This content originally appeared on the Healthy Newborn Network website.
Enabling women around the world to breastfeed can lower health care costs and improve the health of families and communities. Women who wish to breastfeed should have the right to do so with comprehensive support from their families, communities, employers, and governments. Yet, every country faces challenges in providing adequate breastfeeding support whether it be a lack of skilled breastfeeding counseling to resolve breastfeeding challenges early or inadequate maternity leave and/or workplace policies in the formal and informal sector. To galvanize action, the Global Breastfeeding Collective (the Collective), led by UNICEF and WHO, has brought together 20 international organizations to increase financial investment and drive policy change to better support women and increase breastfeeding rates worldwide.
This month’s launch of the Collective’s Breastfeeding Advocacy Toolkit marks the release of an important online resource that stakeholders can use to advocate for the Collective’s seven policy actions globally and at the country level. This resource is for policy makers and country governments seeking information and tools to advocate for strengthening the protection, promotion, and support of breastfeeding, whether at the national or subnational (i.e. district) level. The Toolkit features sections on general advocacy guidance, country experience and tools, key policies and guidelines and global evidence for breastfeeding. Guidebooks, advocacy briefs, educational videos, and case studies as well as resources in multiple languages are available. The Collective calls on implementers and donors from governments, philanthropies, international organizations, civil society to increase awareness and advocacy around the following seven policy actions:
- Increase funding to raise breastfeeding rates from birth through two years
- Fully implement the International Code of Marketing of Breastmilk Substitutes and relevant World Health Assembly resolutions through strong legal measures that are enforced and independently monitored by organizations free from conflicts of interest.

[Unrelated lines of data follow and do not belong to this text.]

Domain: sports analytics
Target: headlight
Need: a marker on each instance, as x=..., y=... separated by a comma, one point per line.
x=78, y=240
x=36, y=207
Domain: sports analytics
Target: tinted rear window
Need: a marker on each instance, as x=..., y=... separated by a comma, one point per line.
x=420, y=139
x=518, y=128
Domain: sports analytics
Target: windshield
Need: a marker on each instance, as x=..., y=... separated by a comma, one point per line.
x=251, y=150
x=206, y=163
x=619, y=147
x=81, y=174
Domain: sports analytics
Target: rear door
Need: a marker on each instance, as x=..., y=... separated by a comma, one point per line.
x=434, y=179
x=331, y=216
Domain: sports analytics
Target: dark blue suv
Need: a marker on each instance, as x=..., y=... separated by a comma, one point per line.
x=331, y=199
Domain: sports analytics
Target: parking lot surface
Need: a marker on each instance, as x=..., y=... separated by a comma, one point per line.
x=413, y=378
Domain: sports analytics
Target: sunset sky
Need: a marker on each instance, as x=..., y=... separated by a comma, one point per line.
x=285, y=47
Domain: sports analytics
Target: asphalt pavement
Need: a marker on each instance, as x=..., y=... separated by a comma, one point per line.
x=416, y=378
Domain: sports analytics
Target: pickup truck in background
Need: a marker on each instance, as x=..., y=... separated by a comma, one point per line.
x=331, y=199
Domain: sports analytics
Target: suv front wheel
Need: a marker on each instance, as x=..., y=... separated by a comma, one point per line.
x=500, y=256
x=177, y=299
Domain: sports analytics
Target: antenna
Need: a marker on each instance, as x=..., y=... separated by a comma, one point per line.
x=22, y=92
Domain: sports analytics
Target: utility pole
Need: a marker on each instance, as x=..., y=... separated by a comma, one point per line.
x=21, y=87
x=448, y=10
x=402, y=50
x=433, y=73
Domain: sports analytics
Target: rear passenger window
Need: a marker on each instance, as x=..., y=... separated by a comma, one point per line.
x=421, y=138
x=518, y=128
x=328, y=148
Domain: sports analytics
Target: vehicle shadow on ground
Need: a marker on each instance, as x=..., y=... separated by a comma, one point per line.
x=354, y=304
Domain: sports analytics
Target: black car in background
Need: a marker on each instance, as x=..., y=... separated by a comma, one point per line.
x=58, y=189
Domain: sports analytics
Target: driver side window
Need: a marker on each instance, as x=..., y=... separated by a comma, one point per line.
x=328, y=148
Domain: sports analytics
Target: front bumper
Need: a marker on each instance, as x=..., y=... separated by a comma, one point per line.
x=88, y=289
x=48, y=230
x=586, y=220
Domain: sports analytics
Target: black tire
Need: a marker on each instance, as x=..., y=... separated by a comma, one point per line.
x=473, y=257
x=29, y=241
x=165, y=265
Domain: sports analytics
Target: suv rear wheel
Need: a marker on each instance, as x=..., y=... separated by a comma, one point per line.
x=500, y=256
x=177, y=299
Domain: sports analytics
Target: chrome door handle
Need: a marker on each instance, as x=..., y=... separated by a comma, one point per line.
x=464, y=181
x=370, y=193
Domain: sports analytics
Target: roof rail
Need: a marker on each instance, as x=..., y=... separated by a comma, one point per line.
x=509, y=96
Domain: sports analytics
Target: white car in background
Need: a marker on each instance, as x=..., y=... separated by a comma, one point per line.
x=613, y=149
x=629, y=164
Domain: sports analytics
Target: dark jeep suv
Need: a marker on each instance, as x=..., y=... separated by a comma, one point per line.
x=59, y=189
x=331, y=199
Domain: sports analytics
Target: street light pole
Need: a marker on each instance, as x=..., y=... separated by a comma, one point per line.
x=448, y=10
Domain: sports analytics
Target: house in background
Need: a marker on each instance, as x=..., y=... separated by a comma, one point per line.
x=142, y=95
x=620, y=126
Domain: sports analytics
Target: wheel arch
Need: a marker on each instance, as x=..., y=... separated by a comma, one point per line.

- Enact paid family leave and workplace breastfeeding policies, building on the International Labour Organization’s maternity protection guidelines as a minimum requirement, including provisions for the informal sector.
- Implement the Ten Steps to Successful Breastfeeding in maternity facilities, including providing breastmilk for sick and vulnerable newborns.
- Improve access to skilled breastfeeding counselling as part of comprehensive breastfeeding policies and programmes in health facilities.
- Strengthen links between health facilities and communities, and encourage community networks that protect, promote, and support breastfeeding.
- Strengthen monitoring systems that track the progress of policies, programmes, and funding towards achieving both national and global breastfeeding targets.